One afternoon in the market, a group of armored guards encircled a woman clutching fruit and stale bread—nothing more. When she refused to hand it over, a lance struck her ribs. A boot slammed into her stomach. Another hit her temple. Barang stepped forward, offering to pay, but a guard shoved him back and pressed a lance to his throat.
He watched as they kicked the woman one last time—so hard her arms went limp, fruit bouncing across the dust.
Something inside him broke.
The guards had turned away when Barang reached her body. She was limp. Warm, but empty.
A sound escaped his throat—not a scream, not a sob, but something cracked and feral.
He moved.
The dagger in his hand slit the first guard’s neck before the man could draw breath. Blood sprayed. A lance stabbed into Barang’s shoulder, but he pushed himself deeper onto the blade, grabbed the guard by the collar, and exhaled.
Centipedes poured from his mouth.
They streamed down the guard’s face, burrowed into his eyes, crawled beneath his armor. The man convulsed, choking on his own pleas, while the crowd watched in silent terror.
More guards arrived. They stabbed him—swords, lances, daggers—but nothing slowed him. With every body he touched, insects swarmed, devouring flesh like a living curse.

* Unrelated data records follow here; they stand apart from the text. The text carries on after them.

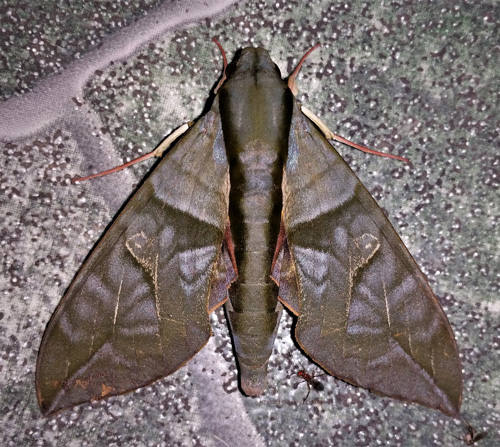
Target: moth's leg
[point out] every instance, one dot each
(329, 135)
(158, 152)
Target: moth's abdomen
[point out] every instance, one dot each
(255, 106)
(254, 212)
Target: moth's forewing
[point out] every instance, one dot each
(138, 309)
(366, 313)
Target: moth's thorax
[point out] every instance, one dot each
(255, 103)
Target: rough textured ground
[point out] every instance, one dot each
(86, 85)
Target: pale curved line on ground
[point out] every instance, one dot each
(51, 99)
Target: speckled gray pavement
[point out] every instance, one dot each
(86, 85)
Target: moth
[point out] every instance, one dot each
(252, 209)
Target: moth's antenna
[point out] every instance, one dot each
(292, 79)
(224, 59)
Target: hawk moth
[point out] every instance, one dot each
(252, 209)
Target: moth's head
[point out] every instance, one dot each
(252, 62)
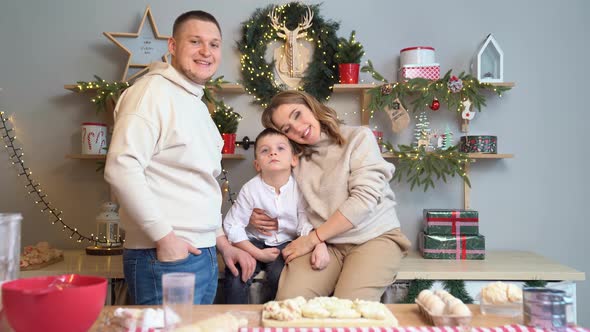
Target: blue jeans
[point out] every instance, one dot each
(237, 292)
(143, 274)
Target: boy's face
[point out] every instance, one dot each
(274, 153)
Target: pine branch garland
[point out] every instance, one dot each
(419, 92)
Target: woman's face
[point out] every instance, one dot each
(297, 122)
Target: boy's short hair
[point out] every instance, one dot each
(194, 14)
(269, 132)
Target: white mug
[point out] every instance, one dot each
(94, 138)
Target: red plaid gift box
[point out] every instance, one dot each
(430, 71)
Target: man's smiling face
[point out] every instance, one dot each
(196, 50)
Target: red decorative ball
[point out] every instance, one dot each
(435, 105)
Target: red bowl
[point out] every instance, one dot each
(68, 302)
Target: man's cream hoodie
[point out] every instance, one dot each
(163, 161)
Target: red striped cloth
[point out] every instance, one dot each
(505, 328)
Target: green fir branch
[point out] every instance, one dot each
(105, 91)
(349, 50)
(416, 286)
(420, 92)
(419, 167)
(457, 289)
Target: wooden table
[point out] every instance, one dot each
(406, 314)
(498, 265)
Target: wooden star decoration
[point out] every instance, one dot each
(143, 47)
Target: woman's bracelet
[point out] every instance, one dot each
(317, 235)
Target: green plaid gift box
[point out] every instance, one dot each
(452, 247)
(451, 222)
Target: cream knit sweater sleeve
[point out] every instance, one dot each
(369, 175)
(353, 179)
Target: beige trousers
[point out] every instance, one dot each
(356, 271)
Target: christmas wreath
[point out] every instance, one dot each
(258, 74)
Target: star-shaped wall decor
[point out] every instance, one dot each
(143, 47)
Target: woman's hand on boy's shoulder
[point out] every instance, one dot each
(320, 256)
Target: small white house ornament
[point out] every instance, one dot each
(488, 64)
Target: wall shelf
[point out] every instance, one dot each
(104, 156)
(389, 155)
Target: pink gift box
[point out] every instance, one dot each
(430, 71)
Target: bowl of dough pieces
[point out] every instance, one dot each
(501, 299)
(443, 309)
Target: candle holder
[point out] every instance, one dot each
(109, 234)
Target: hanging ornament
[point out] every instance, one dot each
(400, 119)
(435, 105)
(225, 189)
(386, 89)
(468, 113)
(455, 84)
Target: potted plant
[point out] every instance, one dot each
(348, 57)
(227, 122)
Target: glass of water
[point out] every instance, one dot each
(178, 298)
(9, 250)
(9, 246)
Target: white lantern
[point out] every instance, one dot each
(488, 64)
(108, 226)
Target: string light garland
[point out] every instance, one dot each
(420, 166)
(226, 189)
(258, 74)
(105, 92)
(452, 90)
(34, 188)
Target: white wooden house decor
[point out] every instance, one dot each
(489, 61)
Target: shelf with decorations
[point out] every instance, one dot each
(103, 90)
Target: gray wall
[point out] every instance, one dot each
(532, 202)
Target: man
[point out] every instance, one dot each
(162, 164)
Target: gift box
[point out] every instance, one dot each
(457, 247)
(429, 71)
(480, 143)
(417, 55)
(451, 222)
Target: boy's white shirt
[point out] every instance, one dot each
(288, 207)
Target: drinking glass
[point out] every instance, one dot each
(178, 298)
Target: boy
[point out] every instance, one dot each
(273, 189)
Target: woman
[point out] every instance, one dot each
(345, 181)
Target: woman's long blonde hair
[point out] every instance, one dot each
(329, 122)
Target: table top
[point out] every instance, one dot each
(498, 265)
(406, 314)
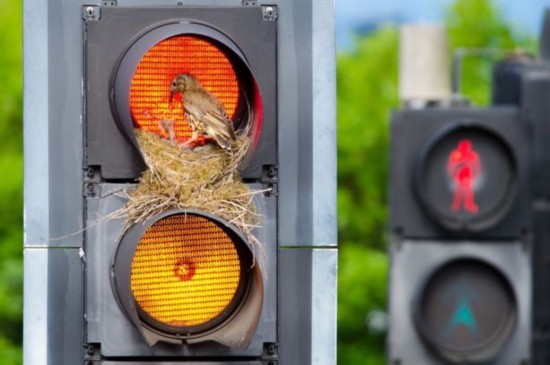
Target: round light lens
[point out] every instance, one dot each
(188, 274)
(150, 97)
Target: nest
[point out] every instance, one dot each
(204, 178)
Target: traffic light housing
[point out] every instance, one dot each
(80, 162)
(460, 284)
(434, 151)
(182, 276)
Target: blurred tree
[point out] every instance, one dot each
(11, 188)
(367, 91)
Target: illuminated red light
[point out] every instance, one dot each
(464, 169)
(150, 100)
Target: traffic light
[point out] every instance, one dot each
(183, 276)
(460, 287)
(183, 284)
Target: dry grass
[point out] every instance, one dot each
(204, 178)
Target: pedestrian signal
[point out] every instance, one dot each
(458, 171)
(466, 179)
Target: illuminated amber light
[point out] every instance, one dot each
(186, 271)
(150, 100)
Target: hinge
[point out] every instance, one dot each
(270, 356)
(270, 180)
(91, 12)
(269, 12)
(91, 190)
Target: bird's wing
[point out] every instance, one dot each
(210, 112)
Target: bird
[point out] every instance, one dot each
(204, 112)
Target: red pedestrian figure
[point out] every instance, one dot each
(464, 168)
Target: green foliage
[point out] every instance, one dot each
(362, 286)
(11, 188)
(367, 91)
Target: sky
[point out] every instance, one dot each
(523, 14)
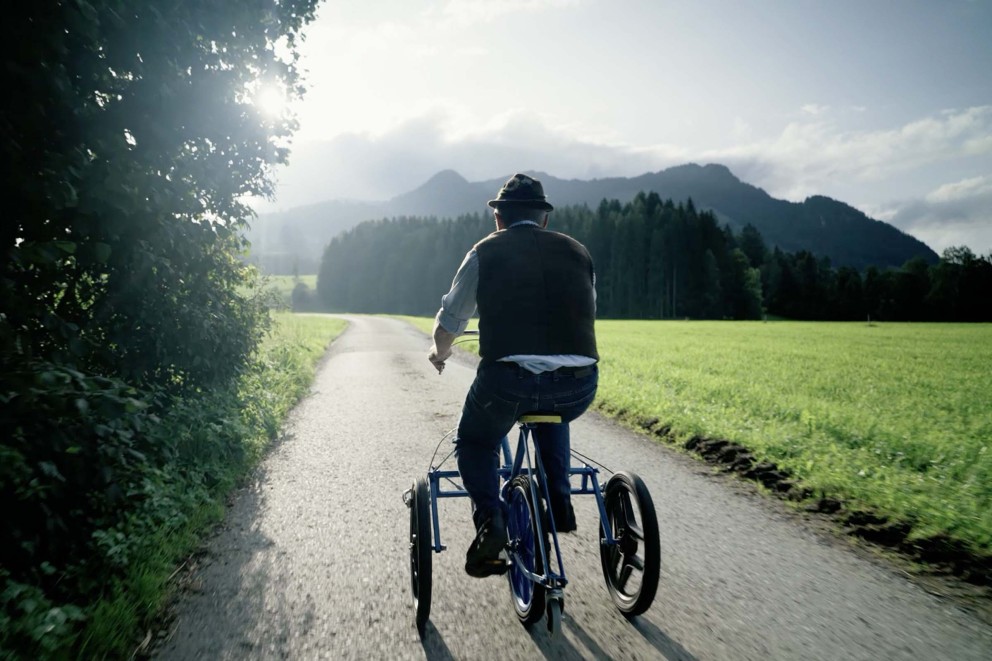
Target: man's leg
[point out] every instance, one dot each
(486, 418)
(569, 397)
(553, 443)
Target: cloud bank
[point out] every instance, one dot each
(870, 169)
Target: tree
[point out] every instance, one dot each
(129, 143)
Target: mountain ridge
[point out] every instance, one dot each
(819, 224)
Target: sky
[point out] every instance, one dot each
(883, 104)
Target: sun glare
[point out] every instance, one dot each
(271, 100)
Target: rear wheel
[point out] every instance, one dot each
(632, 566)
(525, 551)
(420, 551)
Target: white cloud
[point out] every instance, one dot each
(806, 157)
(954, 214)
(962, 190)
(462, 13)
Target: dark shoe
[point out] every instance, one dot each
(483, 557)
(565, 518)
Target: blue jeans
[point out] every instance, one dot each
(501, 393)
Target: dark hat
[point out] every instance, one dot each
(521, 190)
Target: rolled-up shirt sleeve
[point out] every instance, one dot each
(458, 305)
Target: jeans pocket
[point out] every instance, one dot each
(573, 405)
(487, 415)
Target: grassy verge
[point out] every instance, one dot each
(892, 419)
(280, 287)
(217, 438)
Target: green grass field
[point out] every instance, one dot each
(281, 286)
(891, 418)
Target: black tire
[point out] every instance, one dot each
(521, 528)
(632, 567)
(554, 617)
(421, 551)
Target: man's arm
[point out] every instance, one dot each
(457, 307)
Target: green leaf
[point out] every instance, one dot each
(102, 252)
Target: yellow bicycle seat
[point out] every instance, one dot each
(539, 417)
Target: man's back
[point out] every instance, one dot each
(535, 294)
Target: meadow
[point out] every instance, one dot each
(894, 419)
(280, 287)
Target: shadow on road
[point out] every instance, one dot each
(587, 640)
(433, 643)
(669, 648)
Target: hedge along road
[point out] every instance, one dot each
(313, 559)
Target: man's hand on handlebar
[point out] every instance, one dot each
(437, 360)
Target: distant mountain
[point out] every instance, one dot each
(818, 224)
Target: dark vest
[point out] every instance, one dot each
(535, 294)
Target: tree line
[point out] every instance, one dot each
(129, 142)
(655, 259)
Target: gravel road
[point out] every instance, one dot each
(312, 562)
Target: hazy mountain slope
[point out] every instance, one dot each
(818, 224)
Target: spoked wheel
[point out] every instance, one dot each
(420, 551)
(554, 616)
(528, 596)
(633, 565)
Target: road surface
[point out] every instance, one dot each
(313, 560)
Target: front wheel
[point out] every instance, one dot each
(631, 566)
(420, 551)
(522, 527)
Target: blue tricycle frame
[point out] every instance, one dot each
(628, 531)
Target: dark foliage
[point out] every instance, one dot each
(128, 142)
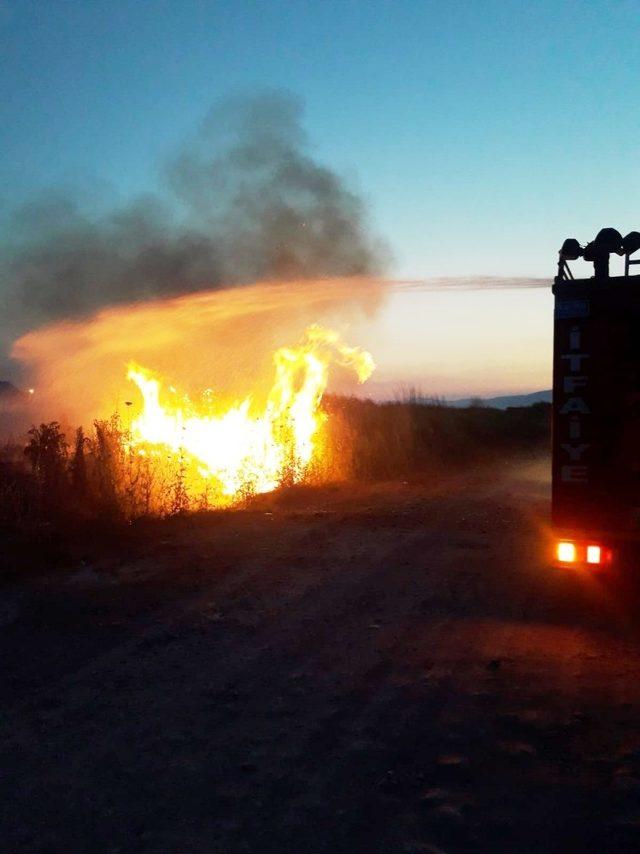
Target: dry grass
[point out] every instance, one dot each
(60, 481)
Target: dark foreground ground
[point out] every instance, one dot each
(385, 669)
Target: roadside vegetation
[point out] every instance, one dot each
(59, 482)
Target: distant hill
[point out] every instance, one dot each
(507, 400)
(9, 392)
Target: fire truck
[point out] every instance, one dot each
(595, 507)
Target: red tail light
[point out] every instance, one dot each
(574, 552)
(566, 552)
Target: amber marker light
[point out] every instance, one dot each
(566, 552)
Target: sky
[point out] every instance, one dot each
(480, 134)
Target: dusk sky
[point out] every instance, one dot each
(478, 133)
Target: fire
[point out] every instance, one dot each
(243, 449)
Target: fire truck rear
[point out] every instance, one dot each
(596, 405)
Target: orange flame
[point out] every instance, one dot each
(242, 451)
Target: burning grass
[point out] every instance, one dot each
(59, 479)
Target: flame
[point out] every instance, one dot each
(240, 450)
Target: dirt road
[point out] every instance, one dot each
(382, 669)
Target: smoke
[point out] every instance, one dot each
(243, 201)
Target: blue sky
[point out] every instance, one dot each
(480, 133)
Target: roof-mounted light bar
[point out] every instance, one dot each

Then only one figure remained.
He wore the same armor as the guards, but everything else about him was wrong: slender frame, stone-gray skin, ears long and sharp, a broken horn curving from his forehead. He grinned as though amused by the carnage.
He carried a short, sickle-shaped blade—a karit—and moved with predatory lightness.
Barang attacked first. Steel clashed. Sparks spat. The elf twisted away with acrobatic grace, landing on the balls of his feet as if dancing.
“What are you?” Barang snarled.
“I am a nobody,” the figure replied with an irritating grin.
They collided again—karit against dagger, breath against breath. Barang feinted low, attempting to sweep the elf’s legs, but his opponent leapt back, once, twice, thrice, impossibly nimble.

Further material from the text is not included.